SD-DiT: Unleashing the Power of Self-supervised Discrimination in Diffusion Transformer

TL;DR

This work novelly unleashes the self-supervised discrimination knowledge to boost DiT training by encoding discriminative pairs with student and teacher DiT encoders, designed to encourage the inter-image alignment in the selfsupervised embedding space.

Abstract

Diffusion Transformer (DiT) has emerged as the new trend of generative diffusion models on image generation. In view of extremely slow convergence in typical DiT, recent breakthroughs have been driven by mask strategy that significantly improves the training efficiency of DiT with additional intra-image contextual learning. Despite this progress, mask strategy still suffers from two inherent limitations: (a) training-inference discrepancy and (b) fuzzy relations between mask reconstruction & generative diffusion process, resulting in sub-optimal training of DiT. In this work, we address these limitations by novelly unleashing the self-supervised discrimination knowledge to boost DiT training. Technically, we frame our DiT in a teacher-student manner. The teacher-student discriminative pairs are built on the diffusion noises along the same Probability Flow Ordinary Differential Equation (PF-ODE). Instead of applying mask reconstruction loss over both DiT encoder and decoder, we decouple DiT encoder and decoder to separately tackle discriminative and generative objectives.

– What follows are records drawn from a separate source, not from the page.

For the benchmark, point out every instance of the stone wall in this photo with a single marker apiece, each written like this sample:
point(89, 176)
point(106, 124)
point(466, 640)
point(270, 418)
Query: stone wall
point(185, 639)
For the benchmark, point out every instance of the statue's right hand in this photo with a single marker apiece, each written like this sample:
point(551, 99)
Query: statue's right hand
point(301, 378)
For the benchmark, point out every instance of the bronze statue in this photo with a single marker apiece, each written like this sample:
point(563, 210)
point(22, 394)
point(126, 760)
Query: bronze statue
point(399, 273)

In particular, by encoding discriminative pairs with student and teacher DiT encoders, a new discriminative loss is designed to encourage the inter-image alignment in the self-supervised embedding space. After that, student samples are fed into student DiT decoder to perform the typical generative diffusion task. Extensive experiments are conducted on ImageNet dataset, and our method achieves a competitive balance between training cost and generative capacity.

Figures (7)

• Figure 1: Conceptual comparison between (a) our SD-DiT and (b) MaskDiT. MaskDiT integrates generative diffusion process with mask reconstruction auxiliary task, and the whole DiT encoder plus decoder are jointly optimized for the two tasks. In contrast, our SD-DiT frames mask modeling on the basis of discrimination knowledge distilling in a self-supervised manner, pursuing the inter-image alignment in the joint embedding space of teacher and student encoder. DiT encoder and decoder are decoupled to separately tackle discriminative and generative diffusion objectives.
• Figure 2: The overview of our SD-DiT. During training, the student view is diffused with regular noise as in EDM formulation, while the teacher view is derived from fixed minimum noise of the consistency function that is close to real data distribution. SD-DiT feeds the discriminative pair into teacher and student DiT encoders to perform self-supervised discriminative process within the joint embedding space. Meanwhile, only the student DiT encoder and DiT decoder undertake the generative diffusion process. At inference, all patches are fed into student branch for sampling.
• Figure 3: Training speed (training steps per second) vs. generative performance (FID-50K score) for our SD-DiT, MDT, DiT, and MaskDiT on 8 $\times$ A100 GPUs. We also label each run with the number of input patches.
• Figure 4: Comparison of convergence speed with SOTA DiT-based approaches in DiT-XL backbone (batch size: 256). The results of DiT and MaskDiT are directly cited from MaskDiT zheng2023fast. Our SD-DiT-XL/2 consistently outperforms DiT-XL/2 and MaskDiT-XL/2 across training steps, leading to better training convergence.
• Figure 5: FID vs. mask ratio on SD-DiT-S/2 with 400k steps.